The offering links miners seeking capital with institutional BTC holders seeking crypto-native yield, creating an onchain credit market tied to mining expansion rather than protocol staking rewards. “New Bitcoins are mined every 10 minutes, and with Mezzamine BTC holders can earn and share block rewards with miners,” said Marvin Bertin, Maestro’s co-founder and CEO.
Miners often face limited financing options, typically relying on dollar-denominated loans secured by BTC collateral or, for public firms, equity raises. That mismatch—dollar liabilities versus Bitcoin revenue—can heighten exposure during sharp price drops. Mezzamine’s facility includes bear-market protections, such as hedging linked to Bitcoin prices and mining-fleet economics, intended to stabilize returns in downturns. Maestro said miners may accept higher costs in strong markets in exchange for greater downside stability.
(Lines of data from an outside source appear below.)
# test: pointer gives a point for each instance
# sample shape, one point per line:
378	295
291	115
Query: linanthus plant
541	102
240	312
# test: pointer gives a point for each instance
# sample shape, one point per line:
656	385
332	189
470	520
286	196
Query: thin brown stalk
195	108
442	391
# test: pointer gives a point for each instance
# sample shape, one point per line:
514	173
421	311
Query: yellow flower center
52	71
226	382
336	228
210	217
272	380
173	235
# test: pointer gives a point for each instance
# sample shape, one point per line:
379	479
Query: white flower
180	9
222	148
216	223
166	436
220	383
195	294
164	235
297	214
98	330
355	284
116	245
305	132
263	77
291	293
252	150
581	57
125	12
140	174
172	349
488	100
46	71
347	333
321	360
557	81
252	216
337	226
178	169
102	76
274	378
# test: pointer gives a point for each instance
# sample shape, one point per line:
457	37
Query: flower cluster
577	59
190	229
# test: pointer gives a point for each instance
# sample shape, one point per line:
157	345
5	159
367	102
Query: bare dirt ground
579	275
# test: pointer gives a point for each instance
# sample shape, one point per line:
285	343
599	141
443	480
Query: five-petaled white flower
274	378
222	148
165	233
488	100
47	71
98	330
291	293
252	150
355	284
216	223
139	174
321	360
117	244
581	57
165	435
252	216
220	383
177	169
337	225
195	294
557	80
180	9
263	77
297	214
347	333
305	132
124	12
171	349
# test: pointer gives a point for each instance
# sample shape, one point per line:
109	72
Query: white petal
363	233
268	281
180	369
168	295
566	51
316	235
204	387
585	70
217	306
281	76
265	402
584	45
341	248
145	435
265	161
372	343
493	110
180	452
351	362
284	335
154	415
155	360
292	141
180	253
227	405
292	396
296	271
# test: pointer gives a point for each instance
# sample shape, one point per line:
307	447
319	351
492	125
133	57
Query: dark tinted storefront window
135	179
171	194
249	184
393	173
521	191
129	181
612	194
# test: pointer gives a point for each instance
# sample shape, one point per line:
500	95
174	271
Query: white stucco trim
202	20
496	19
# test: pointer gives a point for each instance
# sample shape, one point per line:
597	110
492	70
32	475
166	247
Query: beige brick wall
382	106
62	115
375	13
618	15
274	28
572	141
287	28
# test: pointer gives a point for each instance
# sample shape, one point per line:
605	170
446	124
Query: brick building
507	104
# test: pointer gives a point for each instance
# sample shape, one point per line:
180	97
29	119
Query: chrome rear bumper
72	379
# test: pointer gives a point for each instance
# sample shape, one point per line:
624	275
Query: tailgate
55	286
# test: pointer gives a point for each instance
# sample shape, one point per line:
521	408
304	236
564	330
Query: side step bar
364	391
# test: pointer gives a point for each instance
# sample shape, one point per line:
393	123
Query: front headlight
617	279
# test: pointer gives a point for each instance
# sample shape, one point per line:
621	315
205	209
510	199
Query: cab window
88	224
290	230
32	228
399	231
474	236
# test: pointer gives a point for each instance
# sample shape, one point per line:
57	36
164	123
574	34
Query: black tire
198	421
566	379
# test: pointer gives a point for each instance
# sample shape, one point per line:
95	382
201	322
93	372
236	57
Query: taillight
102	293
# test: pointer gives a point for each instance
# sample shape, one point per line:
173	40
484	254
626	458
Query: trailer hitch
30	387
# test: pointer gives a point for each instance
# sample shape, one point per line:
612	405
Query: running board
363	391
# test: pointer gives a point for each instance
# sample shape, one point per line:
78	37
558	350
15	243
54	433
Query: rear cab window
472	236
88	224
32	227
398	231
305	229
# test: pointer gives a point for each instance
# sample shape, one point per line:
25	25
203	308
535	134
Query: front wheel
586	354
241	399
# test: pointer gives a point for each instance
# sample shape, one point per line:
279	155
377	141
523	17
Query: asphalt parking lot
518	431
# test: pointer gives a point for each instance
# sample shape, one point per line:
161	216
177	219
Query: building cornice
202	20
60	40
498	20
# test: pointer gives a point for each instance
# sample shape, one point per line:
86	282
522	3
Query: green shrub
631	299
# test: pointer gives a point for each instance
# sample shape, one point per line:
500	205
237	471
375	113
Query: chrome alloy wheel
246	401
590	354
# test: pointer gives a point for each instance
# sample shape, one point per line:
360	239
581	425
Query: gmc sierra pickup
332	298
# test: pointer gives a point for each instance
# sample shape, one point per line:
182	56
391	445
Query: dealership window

The program targets institutional investors, corporate treasuries, asset managers, family offices and registered investment advisers. Mezzamine’s managing director, Suresh Rajan, told Cointelegraph the minimum allocation is $100,000 in Bitcoin.
Yield is generated directly from mining production. Miners borrowing through the platform use funds to purchase additional ASICs and expand hashrate; a portion of resulting block rewards services the credit facility while the remainder accrues to the miner. According to Maestro, institutional yields come solely from mining output, without extra token incentives or leveraged strategies.
Denominating loans in Bitcoin reduces liquidation risk compared with typical dollar loans that often require heavy overcollateralization. “A decline in Bitcoin’s price against the dollar does not trigger a margin call, and with Mezzamine’s hedged vehicle, the hedge actually returns profits in bear markets that can supplement mining revenue and further capitalize the program,” Rajan said. “The loan performs according to mining economics, not currency markets.”
Maestro reported more than 1,500 BTC in borrowing demand from qualified mining operators exploring alternative financing channels, including public miners and mid-sized operators. Sazmining describes itself as a mining-as-a-service provider operating with hydropower and other carbon-free energy sources.